Regardless who was to blame for Israel’s failure to protect its people, the response was clear and inevitable.  Israel went to war against Hamas in Gaza, vowing to destroy the infrastructure of the terror group literally embedded into and below the tightly packed cities of the region.  Hamas was hiding behind the Palestinian people: to kill them, Palestinians were going to first move or die.  

From the first day, the Biden Administration pledged full support to the Israeli government.  Two US Navy Carrier Groups were sent to the Middle East to “get Israel’s back” against Iran and Syria, and the US and Israeli’s increased their already high level of shared intelligence.  The United States pledged to replenish Israeli munitions, particularly for the anti-missile systems, and provide financial support as well.  Biden literally went to the Middle East and hugged Benjamin Netanyahu in sympathy.

Unacceptable Losses

But the ongoing military operations in Gaza are eroding Israeli support in the US.  Waging war against Hamas is one thing, the so-called “collateral damage” to the Palestinian people is quite another.   Even American Jews are torn between support and retribution for October 7th, and the thousands of dead Palestinians in Gaza.  (Regardless that casualty figures in Gaza are entirely controlled by Hamas, clearly the damage is horrific). 

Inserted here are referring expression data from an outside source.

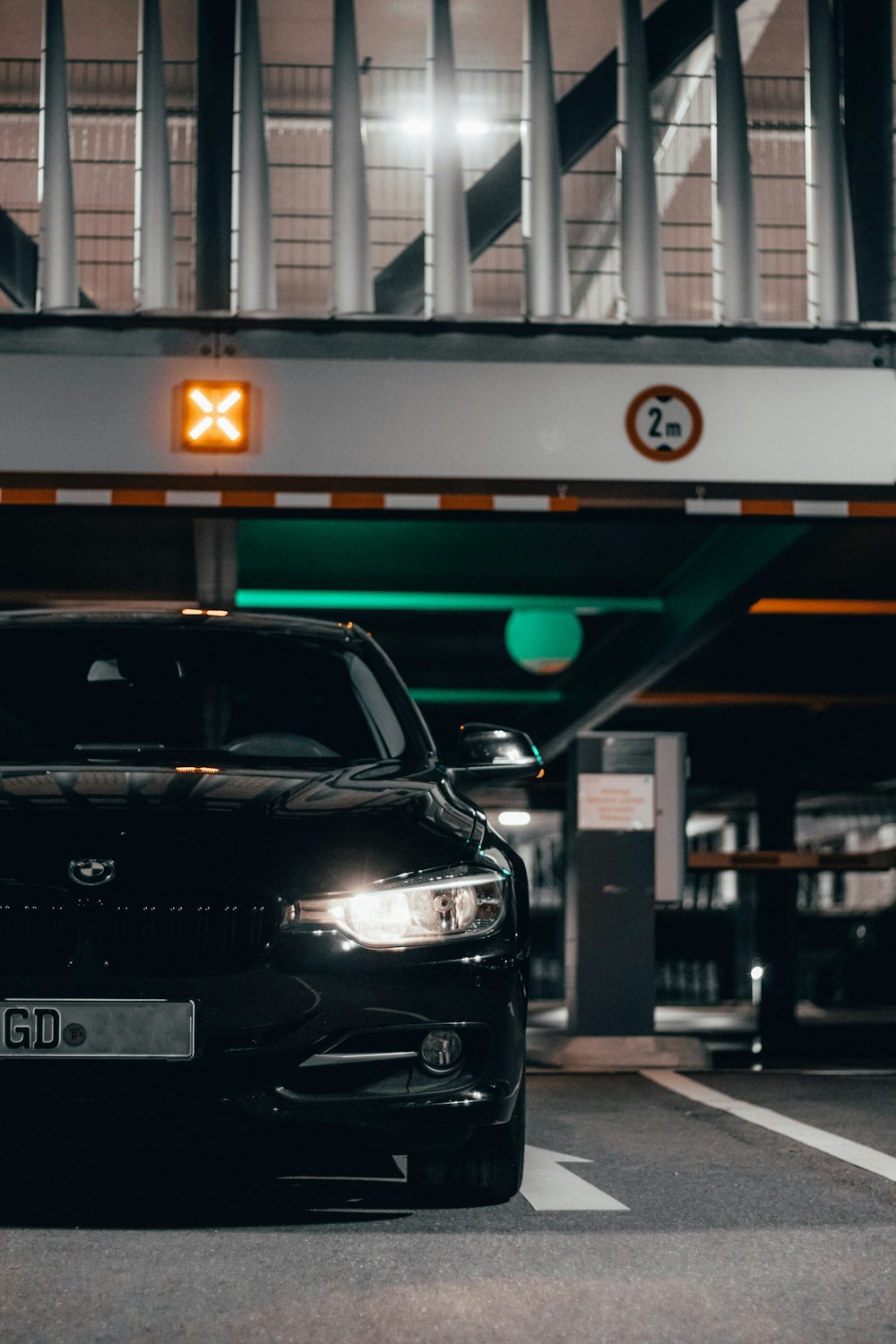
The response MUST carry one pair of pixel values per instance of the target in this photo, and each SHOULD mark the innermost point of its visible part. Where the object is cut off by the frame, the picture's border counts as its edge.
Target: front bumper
(314, 995)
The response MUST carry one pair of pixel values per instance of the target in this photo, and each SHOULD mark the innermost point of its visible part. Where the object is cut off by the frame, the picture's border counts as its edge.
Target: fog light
(441, 1050)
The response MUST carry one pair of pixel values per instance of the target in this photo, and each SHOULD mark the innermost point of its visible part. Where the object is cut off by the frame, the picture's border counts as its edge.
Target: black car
(237, 882)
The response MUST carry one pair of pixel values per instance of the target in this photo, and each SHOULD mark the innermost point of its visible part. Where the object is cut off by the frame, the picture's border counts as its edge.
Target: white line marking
(857, 1155)
(548, 1187)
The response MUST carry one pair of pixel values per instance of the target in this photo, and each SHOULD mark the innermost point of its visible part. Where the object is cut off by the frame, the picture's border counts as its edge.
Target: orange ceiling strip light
(821, 607)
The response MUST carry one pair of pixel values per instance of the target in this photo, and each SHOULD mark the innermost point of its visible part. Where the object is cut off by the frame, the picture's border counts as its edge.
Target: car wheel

 Israeli government officials try to place the blame on Hamas for hiding behind the civilians, but it doesn’t change that those civilians are still dying.  The most recent attacks on hospitals, militarily justified or not, has made the situation much worse.  The pictures inarguably are a Hamas’ propaganda victory, but more importantly, morally unacceptable to the world.  It’s hard to justify waging war, even unintentionally, on premature babies. 

Collateral Damage

Meanwhile another “Pillar” of the Democratic Party is outraged.  In 2020, 64% of Arab-Americans (that includes Palestinians) voted for Joe Biden (AP).  While there are three million Arab-American citizens, they had an outsized influence in the Presidential election, particularly in Michigan.  And many were Democrats, in part because Trump ran on the “Muslim Travel Ban” which he enforced after he won office in 2016.   

It’s hard to imagine that those citizens will change and vote for Trump.  And it’s just as hard to think that they’ll return to Biden, after the damage done by Israel in Gaza.  So Democrats are in a political, and a moral bind.  Politically, how can they “mend fences” with Arab-Americans?  Morally, a what point does the United States demand that Israel end the Gaza campaign?  And finally, what is Israel supposed to do, with Hamas terrorists on their border, and the anti-democratic government still in charge in Jerusalem?  Answering those questions will be the biggest foreign policy issue for the Biden Administration in the next year.  

That might determine whether Trump will follow the Netanyahu example, and gain the Presidency to hide from justice.  For the United States, that could be the ultimate collateral damage.